Para Julia, a repercussão mundial é especial não apenas pelo trabalho como atriz, mas pela forma como a trama joga luz ao feminino e a inserção das mulheres na sociedade. Ela vê no enredo um oportunidade de comunicar, por meio de paralelos, o que é a violência contra a mulher e dissecar suas sutilezas.

“A série aborda isso brilhantemente: o pontapé do abuso, onde tudo se alicerça e mascara a realidade, se dá num discurso que enreda o psicológico e faz uso de um poder pra isso. Que essa visibilidade da série possa gerar entendimento a muitas mulheres no mundo”, diz ao iG Delas. O convite para fazer a personagem apareceu no pior momento da pandemia, o que despertou nela um “furacão de emoções” – que foi intensificado depois de ler o roteiro.

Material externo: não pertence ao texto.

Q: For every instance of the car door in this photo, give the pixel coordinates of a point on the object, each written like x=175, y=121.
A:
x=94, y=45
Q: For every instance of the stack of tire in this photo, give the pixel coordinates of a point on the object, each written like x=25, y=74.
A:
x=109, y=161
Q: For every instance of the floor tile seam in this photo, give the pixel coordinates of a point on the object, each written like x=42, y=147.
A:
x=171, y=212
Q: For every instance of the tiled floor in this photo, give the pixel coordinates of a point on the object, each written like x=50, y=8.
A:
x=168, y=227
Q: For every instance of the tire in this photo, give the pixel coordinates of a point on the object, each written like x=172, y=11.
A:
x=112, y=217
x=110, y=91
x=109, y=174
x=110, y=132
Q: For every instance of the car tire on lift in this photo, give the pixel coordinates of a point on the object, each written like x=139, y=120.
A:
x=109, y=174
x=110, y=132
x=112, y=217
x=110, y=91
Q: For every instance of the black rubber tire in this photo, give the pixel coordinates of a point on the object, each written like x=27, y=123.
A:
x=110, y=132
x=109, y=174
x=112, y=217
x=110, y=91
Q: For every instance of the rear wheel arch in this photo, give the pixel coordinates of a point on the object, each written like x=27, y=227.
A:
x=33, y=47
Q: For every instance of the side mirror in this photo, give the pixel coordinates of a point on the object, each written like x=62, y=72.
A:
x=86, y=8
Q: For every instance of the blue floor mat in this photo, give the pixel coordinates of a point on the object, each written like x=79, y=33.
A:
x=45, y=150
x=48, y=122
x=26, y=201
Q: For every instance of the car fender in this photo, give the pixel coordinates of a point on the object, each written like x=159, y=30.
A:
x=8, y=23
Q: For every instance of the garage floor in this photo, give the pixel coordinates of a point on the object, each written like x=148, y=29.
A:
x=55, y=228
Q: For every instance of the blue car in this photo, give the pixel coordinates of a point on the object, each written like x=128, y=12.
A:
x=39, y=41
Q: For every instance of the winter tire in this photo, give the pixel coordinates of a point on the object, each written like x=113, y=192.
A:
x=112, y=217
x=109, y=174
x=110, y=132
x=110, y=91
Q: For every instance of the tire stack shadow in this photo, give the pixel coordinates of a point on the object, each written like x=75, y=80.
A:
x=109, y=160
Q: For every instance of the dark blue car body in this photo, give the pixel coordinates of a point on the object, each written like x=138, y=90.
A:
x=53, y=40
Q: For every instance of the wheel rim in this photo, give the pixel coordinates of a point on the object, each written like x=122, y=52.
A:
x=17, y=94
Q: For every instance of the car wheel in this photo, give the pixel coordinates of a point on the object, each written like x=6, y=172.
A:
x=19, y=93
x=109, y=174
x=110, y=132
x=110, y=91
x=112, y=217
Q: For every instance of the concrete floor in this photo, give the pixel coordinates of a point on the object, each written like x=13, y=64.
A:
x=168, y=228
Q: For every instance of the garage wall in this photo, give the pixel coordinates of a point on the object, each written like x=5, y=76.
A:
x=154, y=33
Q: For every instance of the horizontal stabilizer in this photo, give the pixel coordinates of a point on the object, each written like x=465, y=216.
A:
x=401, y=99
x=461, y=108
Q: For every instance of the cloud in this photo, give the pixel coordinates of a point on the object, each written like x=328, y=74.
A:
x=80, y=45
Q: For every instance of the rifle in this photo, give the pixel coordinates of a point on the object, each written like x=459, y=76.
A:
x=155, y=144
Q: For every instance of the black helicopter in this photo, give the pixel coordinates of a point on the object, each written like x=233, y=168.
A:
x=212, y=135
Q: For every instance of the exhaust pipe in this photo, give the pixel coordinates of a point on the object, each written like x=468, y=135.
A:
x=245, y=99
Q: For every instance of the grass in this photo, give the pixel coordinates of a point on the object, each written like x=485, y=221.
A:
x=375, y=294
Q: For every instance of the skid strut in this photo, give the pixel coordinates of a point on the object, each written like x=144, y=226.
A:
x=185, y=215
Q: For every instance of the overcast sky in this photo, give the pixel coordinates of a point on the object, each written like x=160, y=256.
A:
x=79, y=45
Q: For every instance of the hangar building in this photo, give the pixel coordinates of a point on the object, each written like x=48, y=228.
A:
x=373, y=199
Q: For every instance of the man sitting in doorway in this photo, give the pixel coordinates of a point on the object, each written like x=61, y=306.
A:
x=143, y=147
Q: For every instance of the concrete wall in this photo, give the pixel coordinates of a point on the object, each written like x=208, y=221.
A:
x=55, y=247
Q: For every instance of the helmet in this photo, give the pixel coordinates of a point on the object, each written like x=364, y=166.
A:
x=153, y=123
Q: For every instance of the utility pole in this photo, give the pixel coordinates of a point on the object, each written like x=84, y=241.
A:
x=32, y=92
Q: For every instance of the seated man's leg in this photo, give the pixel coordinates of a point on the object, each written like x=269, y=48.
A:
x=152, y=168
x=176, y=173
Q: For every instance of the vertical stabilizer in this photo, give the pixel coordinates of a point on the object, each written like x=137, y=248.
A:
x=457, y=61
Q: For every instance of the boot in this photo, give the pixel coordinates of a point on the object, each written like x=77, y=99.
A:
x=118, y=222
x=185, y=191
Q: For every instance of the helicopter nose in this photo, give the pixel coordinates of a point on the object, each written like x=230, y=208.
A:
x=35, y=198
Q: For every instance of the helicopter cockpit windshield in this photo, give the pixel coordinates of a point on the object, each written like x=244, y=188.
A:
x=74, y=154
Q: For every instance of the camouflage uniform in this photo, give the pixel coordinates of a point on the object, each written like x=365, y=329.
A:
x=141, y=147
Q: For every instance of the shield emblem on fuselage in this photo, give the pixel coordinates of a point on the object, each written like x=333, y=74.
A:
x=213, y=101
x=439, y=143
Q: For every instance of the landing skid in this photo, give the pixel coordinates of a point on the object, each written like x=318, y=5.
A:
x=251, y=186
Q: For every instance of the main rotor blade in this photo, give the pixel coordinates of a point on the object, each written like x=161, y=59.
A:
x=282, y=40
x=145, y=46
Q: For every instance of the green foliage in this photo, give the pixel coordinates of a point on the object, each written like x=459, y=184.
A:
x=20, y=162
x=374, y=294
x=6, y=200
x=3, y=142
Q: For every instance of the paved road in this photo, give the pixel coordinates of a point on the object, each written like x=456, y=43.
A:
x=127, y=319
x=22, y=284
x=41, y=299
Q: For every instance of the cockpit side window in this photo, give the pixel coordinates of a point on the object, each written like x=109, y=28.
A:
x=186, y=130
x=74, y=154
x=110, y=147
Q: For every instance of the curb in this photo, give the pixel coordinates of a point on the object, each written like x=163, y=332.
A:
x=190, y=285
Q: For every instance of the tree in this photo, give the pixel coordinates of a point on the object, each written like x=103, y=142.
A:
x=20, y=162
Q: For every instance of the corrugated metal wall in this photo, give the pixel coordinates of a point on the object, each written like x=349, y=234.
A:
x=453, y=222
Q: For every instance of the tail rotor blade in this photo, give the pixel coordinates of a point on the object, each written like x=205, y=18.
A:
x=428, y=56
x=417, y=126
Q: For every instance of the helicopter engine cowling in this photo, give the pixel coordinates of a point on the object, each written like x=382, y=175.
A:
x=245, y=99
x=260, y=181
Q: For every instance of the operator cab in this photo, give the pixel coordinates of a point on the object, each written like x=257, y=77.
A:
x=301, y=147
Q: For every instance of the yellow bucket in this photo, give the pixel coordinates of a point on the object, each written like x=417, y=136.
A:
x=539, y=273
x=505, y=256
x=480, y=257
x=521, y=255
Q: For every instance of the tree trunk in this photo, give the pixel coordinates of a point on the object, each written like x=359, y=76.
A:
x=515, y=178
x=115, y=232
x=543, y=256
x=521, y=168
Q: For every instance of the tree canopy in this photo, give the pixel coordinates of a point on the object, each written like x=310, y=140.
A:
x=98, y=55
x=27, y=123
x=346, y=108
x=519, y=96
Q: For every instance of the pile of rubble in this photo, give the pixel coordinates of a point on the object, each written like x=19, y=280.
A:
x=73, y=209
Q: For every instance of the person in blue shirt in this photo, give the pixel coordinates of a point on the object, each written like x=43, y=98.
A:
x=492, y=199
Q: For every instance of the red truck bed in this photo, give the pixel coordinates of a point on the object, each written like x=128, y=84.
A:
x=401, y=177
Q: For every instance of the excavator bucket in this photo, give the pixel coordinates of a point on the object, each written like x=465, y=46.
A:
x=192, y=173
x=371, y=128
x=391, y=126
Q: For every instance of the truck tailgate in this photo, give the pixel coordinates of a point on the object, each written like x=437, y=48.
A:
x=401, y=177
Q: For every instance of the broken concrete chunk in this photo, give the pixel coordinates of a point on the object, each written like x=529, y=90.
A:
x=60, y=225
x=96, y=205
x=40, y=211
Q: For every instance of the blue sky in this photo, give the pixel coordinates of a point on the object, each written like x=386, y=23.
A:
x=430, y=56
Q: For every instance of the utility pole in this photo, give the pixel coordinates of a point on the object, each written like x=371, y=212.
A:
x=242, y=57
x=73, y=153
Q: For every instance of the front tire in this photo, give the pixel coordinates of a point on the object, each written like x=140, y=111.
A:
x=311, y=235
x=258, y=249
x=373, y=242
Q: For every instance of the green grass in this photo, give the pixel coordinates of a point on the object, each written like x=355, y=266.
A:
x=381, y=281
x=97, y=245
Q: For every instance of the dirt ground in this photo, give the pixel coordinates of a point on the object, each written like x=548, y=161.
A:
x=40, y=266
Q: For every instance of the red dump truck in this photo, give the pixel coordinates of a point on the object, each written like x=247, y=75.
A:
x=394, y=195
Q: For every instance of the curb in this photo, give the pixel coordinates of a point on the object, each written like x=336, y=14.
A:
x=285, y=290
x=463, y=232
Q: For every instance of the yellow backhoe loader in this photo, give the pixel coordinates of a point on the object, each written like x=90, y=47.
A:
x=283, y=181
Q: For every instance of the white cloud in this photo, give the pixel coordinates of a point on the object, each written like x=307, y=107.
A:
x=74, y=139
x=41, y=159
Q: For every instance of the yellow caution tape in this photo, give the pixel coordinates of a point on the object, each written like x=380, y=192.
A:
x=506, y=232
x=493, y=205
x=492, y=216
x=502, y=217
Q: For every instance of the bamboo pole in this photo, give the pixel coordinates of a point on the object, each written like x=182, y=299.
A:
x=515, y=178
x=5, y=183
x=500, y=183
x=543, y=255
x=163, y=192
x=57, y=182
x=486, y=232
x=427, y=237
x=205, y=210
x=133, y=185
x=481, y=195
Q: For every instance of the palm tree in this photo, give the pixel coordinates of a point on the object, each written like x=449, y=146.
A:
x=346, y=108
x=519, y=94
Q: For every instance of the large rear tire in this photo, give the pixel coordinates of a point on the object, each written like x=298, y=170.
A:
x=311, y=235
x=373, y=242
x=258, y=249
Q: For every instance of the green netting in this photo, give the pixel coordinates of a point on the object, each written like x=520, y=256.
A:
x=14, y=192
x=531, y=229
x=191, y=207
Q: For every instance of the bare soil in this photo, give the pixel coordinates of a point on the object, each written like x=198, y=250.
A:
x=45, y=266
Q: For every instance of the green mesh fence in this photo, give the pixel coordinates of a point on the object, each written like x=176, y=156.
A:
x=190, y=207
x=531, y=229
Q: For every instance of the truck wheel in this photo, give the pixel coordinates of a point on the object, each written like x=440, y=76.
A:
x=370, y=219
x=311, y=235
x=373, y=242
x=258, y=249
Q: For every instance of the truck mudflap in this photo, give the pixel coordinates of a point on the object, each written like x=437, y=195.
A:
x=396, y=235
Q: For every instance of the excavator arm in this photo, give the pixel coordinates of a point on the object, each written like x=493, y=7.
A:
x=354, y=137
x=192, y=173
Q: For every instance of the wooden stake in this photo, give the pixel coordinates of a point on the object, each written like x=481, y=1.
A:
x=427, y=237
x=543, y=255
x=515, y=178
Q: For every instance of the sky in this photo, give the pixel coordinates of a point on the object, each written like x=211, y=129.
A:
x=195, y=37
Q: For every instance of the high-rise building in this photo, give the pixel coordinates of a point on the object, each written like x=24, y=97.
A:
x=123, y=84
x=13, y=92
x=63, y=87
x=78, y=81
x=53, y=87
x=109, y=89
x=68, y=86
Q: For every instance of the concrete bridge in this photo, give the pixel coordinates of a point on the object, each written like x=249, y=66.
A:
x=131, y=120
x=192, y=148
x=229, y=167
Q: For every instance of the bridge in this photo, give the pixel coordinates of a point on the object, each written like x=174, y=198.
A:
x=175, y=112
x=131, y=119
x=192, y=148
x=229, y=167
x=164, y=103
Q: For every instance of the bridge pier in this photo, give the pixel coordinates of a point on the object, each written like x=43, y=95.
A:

“Eu havia feito teste para a personagem Gisele, interpretada pela Camila Mardila, de quem sou muito admiradora. Fiquei atualizando o email freneticamente. Até que o roteiro chegou e eu li. Paralisei. Imediatamente fui lavar louça para me organizar. Tive noção da dificuldade que seria chegar na Hilda e do respeito que me exigiria passar pelos atravessamentos do real que se dão na história dela”, lembra.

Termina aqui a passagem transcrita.